[MUD-Dev] How much is enough?

Justin Coleman JMCOLE at MAIN.DJJ.STATE.SC.US
Mon Apr 29 11:05:17 New Zealand Standard Time 2002


Ron Gabbard says:

> While adding hidden randomness to items would help deter character
> optimization, it would have a nasty impact on a different aspect
> of most MUDs... the player-driven economy.  The efficient exchange
> of goods requires that sufficient information be available to both
> sides of the transaction.=20

> In the long run, everyone needs to know the numbers (or at least
> the relative utility of the item)... not just the Achievers.
> Characters acquire hoardes of stuff over their virtual lives.
> Many times this 'stuff' isn't blatantly superior or inferior to
> the items the player is currently using.  Thus, they have to make
> decisions as to which of the similar items to keep versus
> sell/destroy/etc. (unless the designer permits unlimited hoarding
> by which the player can postpone that decision indefinitely).
> This introduces "buyer's remorse" into the decision where the
> player will always have that lingering doubt that they made the
> 'wrong' decision with regards to which item was kept versus
> sold. (Thus, the 'hidden value' model on items will promote
> hoarding by players.)

I note that in my own experience, the one thing humans are good at
(to the exclusion of any other method) is comparison. Humans take
large or small amounts of data, compare them, and discern patterns
which they then try to take advantage of for their own gain. These
patterns can be spawn points, damage ratings on weapons, prices in a
stock market, or anything else.

Say I have a sword hanging on my wall IRL. What's the damage rating
on it? What about a pocketknife? There's no way to determine an
absolute value for something like that, we can only determine a
value in relation to another somewhat similar item. I know, for
example, that the sword is likely to do more damage than the
pocketknife. However, someone who is very fast and agile may be more
effective with the knife than he would with the sword.

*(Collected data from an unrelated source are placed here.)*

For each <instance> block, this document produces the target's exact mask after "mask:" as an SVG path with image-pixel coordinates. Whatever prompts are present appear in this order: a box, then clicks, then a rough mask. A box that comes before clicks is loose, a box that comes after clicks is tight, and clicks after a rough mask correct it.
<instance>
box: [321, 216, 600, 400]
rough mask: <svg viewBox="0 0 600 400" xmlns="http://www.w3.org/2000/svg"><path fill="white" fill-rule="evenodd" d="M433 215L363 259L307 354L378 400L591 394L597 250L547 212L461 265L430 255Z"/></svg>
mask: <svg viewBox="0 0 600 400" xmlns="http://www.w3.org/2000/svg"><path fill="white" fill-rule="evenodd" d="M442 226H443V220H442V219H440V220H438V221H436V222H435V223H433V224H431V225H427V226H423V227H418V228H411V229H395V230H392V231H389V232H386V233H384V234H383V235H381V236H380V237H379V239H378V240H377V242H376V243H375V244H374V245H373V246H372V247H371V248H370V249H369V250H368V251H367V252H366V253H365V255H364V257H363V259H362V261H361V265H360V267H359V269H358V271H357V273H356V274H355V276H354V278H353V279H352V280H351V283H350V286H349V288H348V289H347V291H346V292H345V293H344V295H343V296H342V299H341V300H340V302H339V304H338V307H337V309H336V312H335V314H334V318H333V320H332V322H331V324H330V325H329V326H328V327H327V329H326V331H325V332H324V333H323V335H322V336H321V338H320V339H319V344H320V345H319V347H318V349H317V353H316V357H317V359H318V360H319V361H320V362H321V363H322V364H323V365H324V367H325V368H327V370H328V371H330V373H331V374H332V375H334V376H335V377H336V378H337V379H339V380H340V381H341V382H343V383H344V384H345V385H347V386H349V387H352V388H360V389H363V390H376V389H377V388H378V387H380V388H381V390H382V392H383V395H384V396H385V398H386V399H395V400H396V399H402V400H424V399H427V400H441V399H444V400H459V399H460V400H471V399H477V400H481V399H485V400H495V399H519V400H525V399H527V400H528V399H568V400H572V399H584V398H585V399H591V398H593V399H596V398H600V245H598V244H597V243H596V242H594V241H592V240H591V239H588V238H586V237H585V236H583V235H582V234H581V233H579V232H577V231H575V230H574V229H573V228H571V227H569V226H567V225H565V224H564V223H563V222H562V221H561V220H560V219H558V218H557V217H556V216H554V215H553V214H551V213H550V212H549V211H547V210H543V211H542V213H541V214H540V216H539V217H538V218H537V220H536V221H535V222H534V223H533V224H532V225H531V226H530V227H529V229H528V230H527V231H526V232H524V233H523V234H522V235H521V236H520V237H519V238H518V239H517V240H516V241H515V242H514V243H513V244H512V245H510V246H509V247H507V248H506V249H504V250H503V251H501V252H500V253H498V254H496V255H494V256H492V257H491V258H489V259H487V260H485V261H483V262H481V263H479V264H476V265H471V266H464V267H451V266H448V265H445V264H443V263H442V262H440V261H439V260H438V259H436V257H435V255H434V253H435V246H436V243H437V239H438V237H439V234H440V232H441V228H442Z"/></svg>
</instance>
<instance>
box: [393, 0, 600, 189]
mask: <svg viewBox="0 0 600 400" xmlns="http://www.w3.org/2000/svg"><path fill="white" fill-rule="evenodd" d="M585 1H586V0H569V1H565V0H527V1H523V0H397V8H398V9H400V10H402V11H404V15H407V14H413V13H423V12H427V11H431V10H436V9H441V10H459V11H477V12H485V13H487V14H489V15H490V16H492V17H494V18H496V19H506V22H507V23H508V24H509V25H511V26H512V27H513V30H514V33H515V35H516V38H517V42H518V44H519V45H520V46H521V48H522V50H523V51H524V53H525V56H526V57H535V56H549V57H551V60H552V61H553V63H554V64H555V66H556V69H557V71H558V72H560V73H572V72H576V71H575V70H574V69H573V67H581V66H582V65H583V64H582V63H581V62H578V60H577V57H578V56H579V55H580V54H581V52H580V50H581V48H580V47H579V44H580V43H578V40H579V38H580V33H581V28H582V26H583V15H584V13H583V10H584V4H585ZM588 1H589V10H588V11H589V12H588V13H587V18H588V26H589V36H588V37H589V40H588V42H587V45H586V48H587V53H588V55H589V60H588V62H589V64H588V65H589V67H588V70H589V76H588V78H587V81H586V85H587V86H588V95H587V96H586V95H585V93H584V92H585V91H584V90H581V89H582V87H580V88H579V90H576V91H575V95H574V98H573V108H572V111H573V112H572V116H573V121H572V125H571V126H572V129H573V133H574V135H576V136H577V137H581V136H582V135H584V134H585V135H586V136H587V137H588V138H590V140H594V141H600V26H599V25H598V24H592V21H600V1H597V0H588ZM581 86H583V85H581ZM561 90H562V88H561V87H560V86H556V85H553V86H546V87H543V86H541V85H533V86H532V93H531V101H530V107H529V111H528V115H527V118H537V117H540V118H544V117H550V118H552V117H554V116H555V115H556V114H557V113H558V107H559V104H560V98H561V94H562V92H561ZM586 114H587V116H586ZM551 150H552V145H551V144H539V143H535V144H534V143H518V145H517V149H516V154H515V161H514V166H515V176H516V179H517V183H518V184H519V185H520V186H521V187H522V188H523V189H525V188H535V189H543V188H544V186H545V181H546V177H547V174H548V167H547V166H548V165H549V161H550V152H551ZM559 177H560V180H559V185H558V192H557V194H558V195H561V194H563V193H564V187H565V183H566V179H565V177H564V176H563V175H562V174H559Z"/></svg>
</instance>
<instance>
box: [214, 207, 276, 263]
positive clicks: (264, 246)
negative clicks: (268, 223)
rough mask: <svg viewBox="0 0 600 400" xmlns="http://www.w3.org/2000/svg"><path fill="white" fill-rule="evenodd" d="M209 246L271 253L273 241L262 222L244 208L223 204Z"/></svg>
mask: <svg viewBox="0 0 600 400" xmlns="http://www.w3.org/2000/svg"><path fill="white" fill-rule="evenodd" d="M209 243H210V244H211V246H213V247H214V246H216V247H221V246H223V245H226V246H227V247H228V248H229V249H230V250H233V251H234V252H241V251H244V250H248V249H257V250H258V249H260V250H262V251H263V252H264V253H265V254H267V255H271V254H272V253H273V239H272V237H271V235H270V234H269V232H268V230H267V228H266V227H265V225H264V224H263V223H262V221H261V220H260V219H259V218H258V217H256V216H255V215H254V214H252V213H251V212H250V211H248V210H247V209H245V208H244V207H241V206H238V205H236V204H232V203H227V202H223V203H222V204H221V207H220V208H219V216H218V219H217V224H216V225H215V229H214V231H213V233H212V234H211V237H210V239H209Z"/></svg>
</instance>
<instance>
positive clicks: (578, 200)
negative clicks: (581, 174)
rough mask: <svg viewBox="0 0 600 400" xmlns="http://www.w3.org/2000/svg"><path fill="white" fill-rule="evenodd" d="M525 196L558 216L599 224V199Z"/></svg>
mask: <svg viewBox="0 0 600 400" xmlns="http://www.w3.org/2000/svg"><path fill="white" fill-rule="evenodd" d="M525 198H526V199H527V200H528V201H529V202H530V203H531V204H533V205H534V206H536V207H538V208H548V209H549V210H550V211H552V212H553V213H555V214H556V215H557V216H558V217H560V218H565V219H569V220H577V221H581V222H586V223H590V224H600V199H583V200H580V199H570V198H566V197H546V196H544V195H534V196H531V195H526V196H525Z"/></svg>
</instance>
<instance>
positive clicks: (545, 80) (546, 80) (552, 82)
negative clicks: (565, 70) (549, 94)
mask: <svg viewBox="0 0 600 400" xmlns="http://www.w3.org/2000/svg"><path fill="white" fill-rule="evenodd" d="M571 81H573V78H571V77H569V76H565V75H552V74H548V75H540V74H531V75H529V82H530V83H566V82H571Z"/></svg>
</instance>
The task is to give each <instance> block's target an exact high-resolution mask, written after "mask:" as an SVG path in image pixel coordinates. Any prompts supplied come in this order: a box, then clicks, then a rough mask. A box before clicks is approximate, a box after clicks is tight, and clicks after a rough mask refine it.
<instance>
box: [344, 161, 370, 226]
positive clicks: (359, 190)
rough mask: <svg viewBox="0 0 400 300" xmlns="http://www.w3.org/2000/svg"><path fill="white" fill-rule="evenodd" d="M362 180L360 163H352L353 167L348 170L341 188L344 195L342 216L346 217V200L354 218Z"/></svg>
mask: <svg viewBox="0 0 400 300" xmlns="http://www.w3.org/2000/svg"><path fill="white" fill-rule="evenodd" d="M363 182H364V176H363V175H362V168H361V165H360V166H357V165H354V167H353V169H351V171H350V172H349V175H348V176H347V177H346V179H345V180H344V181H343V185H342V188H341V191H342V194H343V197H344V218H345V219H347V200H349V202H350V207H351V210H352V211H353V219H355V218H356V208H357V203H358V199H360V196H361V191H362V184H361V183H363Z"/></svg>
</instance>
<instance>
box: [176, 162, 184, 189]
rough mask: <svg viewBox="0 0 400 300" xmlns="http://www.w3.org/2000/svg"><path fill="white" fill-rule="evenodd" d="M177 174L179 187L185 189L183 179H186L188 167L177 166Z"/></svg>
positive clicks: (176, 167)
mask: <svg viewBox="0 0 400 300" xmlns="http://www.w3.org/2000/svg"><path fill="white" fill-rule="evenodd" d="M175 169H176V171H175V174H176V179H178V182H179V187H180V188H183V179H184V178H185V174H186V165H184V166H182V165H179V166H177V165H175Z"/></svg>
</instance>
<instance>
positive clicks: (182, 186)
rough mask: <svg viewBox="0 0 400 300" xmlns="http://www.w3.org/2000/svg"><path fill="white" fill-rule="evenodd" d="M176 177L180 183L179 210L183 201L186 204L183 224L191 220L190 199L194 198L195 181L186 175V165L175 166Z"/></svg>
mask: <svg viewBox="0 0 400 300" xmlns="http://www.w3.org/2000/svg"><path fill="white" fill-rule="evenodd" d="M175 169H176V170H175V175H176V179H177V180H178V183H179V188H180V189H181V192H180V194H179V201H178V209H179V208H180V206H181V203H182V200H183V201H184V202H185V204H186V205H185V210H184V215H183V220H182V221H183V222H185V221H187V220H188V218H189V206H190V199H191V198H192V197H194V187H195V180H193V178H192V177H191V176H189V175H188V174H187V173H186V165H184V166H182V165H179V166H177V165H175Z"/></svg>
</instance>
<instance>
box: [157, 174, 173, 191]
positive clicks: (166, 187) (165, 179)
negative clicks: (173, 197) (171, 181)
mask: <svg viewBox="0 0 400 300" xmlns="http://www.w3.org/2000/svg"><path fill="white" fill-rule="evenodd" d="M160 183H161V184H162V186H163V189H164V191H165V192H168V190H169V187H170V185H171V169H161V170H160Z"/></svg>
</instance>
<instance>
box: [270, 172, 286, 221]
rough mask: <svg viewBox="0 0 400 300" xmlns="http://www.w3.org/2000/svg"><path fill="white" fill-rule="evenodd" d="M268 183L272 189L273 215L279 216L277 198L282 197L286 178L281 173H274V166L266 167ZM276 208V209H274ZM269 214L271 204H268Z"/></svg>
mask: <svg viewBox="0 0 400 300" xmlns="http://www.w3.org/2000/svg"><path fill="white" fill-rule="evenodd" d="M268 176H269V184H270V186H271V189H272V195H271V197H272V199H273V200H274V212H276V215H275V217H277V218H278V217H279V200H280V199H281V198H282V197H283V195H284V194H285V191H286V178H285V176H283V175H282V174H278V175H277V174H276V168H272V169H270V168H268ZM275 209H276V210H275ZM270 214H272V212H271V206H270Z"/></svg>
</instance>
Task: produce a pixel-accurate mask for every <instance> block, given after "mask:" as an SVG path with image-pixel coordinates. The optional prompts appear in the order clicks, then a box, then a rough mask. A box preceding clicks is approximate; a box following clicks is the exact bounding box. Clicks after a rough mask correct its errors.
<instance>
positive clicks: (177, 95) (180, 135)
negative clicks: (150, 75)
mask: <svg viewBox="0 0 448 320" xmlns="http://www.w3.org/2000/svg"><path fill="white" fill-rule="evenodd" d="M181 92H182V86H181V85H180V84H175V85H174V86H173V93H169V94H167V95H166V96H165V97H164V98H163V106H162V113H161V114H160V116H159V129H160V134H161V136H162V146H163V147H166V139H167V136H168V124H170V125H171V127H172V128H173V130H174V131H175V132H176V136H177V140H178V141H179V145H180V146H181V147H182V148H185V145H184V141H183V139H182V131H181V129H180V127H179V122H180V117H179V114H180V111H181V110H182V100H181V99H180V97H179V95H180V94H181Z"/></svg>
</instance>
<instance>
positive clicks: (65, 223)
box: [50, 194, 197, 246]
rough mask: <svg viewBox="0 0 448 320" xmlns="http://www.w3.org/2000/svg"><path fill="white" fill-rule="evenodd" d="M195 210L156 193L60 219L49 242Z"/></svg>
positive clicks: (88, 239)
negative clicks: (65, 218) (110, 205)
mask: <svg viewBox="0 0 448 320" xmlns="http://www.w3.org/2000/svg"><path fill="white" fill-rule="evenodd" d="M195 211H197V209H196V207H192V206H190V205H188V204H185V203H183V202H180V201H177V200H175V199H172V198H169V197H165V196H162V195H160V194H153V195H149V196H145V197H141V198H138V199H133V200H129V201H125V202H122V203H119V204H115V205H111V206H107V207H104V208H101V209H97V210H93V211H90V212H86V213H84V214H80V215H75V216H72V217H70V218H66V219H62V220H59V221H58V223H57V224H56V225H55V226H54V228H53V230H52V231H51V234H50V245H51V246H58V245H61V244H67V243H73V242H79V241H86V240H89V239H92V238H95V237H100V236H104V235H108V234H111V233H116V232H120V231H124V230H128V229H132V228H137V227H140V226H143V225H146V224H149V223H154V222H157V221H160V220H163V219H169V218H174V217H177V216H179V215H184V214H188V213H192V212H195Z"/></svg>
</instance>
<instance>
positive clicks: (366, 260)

Since we're (I'm) striving for more realism in terms of game "feel",
wouldn't this be the perfect way to solve the problem of "gaming"
the numbers? What if a "compare" command was implemented, such that
any character could compare any two items and see, *relative to his
own skill level*, which item was better for him. (This would, of
course, only compare items of a similar type, i.e. two weapons, two
sandwiches, etc.)

A player with high Sword skill and low Dagger skill may have a
dagger of dismemberment, but if he doesn't know how to use a dagger
then it won't do him much good, and his trusty iron sword of
dullness would seem more suited to his skills, and thus
"better". The player would have no idea what the actual numbers
were, just which one was better *for him*.

This would, I feel, propagate an economy based on relative value and
not absolute value... more akin to the "real world"?